Page 13 of Undoubtedly Reckless (Rebel by Night #2)
Cheapside Date
Sabina didn’t know what to say. Then she remembered herself and shoved the knife—Roland’s knife—back into her sleeve.
Roland looked delicious. He was dressed beautifully for an evening out, from his brushed blue coat to the hair he clubbed back, refusing all powder. He must have been on the way to his club. She wanted to touch him.
“What are you doing here?”
Sabina stuttered. She looked around and started moving to not draw attention. Roland fell into step beside her.
“Do you know where you’re going?”
Roland inquired, ignoring her question.
“Back to Mayfair. You shouldn’t be here,”
Sabina said in a low voice. She was dressed in shabby if respectable men’s clothes. They were starkly mismatched companions.
“Neither should you,”
Roland replied. “No one should be in Cheapside at this time if they can help it.”
“I had to post a letter,”
Sabina explained.
“You could have posted the letter from the duke’s house. In the daytime. Wearing a dress.”
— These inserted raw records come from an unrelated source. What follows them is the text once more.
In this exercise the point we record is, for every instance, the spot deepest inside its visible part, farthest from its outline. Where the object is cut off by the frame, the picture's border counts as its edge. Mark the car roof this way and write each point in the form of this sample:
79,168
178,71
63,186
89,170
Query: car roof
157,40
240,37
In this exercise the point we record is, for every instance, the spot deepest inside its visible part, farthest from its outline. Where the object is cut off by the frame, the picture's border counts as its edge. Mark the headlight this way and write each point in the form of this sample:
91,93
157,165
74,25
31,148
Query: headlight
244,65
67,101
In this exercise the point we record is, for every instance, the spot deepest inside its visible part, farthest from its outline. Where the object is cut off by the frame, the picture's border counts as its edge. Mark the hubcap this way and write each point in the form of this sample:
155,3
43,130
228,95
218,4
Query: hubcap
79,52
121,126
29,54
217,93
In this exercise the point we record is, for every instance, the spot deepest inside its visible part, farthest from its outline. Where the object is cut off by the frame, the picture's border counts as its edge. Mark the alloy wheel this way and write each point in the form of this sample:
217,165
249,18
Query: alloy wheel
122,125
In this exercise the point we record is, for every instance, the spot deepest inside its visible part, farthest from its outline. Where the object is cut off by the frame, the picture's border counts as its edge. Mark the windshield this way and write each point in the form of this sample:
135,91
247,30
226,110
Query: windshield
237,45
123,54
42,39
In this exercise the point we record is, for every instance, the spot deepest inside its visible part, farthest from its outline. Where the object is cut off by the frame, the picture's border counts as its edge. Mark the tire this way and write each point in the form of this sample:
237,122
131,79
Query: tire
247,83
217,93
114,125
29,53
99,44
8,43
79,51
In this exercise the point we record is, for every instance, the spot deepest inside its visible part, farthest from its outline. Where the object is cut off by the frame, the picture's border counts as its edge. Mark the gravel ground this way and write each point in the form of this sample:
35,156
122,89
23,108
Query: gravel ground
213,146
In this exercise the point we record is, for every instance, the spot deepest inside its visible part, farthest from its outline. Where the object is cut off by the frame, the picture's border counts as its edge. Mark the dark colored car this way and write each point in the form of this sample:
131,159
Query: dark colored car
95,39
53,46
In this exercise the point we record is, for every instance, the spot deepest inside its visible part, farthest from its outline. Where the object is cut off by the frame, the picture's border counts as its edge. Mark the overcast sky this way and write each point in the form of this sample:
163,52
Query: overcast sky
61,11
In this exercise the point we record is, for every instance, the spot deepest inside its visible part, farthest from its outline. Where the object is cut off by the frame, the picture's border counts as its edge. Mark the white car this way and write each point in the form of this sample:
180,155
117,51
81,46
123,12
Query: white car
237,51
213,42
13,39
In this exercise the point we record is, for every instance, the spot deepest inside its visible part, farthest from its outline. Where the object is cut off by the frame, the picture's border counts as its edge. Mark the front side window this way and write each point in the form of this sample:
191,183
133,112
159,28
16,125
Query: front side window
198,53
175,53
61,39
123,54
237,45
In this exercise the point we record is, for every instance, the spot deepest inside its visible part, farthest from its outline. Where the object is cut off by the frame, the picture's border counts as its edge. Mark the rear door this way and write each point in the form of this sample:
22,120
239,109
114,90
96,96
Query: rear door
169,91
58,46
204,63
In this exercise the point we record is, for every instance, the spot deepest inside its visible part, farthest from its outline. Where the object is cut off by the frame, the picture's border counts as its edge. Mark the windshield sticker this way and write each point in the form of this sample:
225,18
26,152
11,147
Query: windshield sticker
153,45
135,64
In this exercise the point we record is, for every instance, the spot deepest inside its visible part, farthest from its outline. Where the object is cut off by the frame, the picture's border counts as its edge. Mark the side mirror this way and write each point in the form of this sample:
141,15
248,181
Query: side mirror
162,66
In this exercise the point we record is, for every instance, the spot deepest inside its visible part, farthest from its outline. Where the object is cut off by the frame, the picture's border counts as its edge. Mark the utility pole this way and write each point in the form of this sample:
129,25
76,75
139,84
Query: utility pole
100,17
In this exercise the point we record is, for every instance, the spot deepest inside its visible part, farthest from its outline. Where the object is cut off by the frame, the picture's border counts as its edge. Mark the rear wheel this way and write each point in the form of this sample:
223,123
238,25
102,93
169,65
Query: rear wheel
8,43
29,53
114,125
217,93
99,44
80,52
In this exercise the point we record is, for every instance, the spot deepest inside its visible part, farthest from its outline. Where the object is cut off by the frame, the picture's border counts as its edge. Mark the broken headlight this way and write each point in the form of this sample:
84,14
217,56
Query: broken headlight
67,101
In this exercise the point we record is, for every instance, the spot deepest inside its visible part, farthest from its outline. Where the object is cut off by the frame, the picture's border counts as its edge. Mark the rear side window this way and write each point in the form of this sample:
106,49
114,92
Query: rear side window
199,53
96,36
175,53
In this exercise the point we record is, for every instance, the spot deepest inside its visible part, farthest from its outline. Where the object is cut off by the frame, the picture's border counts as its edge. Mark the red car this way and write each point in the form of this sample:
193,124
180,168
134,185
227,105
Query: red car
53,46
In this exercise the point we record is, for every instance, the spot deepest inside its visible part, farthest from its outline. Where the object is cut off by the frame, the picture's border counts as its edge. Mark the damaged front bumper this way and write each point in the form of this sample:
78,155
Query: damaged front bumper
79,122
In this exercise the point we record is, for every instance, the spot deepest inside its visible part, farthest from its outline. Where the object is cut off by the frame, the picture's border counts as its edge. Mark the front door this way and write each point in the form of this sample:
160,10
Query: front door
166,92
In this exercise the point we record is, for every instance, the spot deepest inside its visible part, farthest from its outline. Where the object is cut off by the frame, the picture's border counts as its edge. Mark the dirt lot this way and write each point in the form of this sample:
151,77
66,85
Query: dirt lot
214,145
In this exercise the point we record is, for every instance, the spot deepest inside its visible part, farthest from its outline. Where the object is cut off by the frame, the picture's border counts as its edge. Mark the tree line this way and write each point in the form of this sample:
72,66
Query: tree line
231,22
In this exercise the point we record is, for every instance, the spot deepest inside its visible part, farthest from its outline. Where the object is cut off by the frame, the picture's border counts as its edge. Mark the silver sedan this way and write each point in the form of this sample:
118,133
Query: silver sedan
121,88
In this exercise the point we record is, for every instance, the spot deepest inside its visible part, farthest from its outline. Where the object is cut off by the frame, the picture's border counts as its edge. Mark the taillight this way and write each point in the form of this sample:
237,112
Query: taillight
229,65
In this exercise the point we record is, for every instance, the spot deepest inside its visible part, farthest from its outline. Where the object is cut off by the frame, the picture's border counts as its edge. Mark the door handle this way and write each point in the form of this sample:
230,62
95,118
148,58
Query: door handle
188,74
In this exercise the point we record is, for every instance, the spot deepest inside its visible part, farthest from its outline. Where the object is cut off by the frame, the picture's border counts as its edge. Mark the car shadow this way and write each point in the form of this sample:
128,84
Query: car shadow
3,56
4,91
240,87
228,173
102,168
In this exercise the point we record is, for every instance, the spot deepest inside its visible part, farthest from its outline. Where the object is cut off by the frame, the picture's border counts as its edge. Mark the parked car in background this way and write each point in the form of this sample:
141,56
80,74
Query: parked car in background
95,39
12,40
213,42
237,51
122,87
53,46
“Roland, this is my private affair. I am so sorry, I must hurry back to the duke’s residence. I bid you good night.”
Sabina bobbed a quick curtsey before realizing she was dressed as a man.
“Have you eaten?”
Roland asked, again ignoring her attempt to leave him.
“I beg pardon?”
Sabina asked blankly.
“No, I don’t think you do. Are you hungry? There’s a good pub a few blocks from here.”
“It’s almost midnight.”
“‘Tis an hour ‘til. Come, Sabina, let us have a good meal and then I’ll see you home.”
Roland nodded in a direction she had not considered.
She hesitated. She wavered.
She could not resist.
“Don’t interrogate me,”
Sabina warned. “I won’t answer.”
“I would never,”
Roland replied seriously, then led the way as he would with a friend.
Sabina hesitated but a moment before following. It was one meal. What could one meal hurt?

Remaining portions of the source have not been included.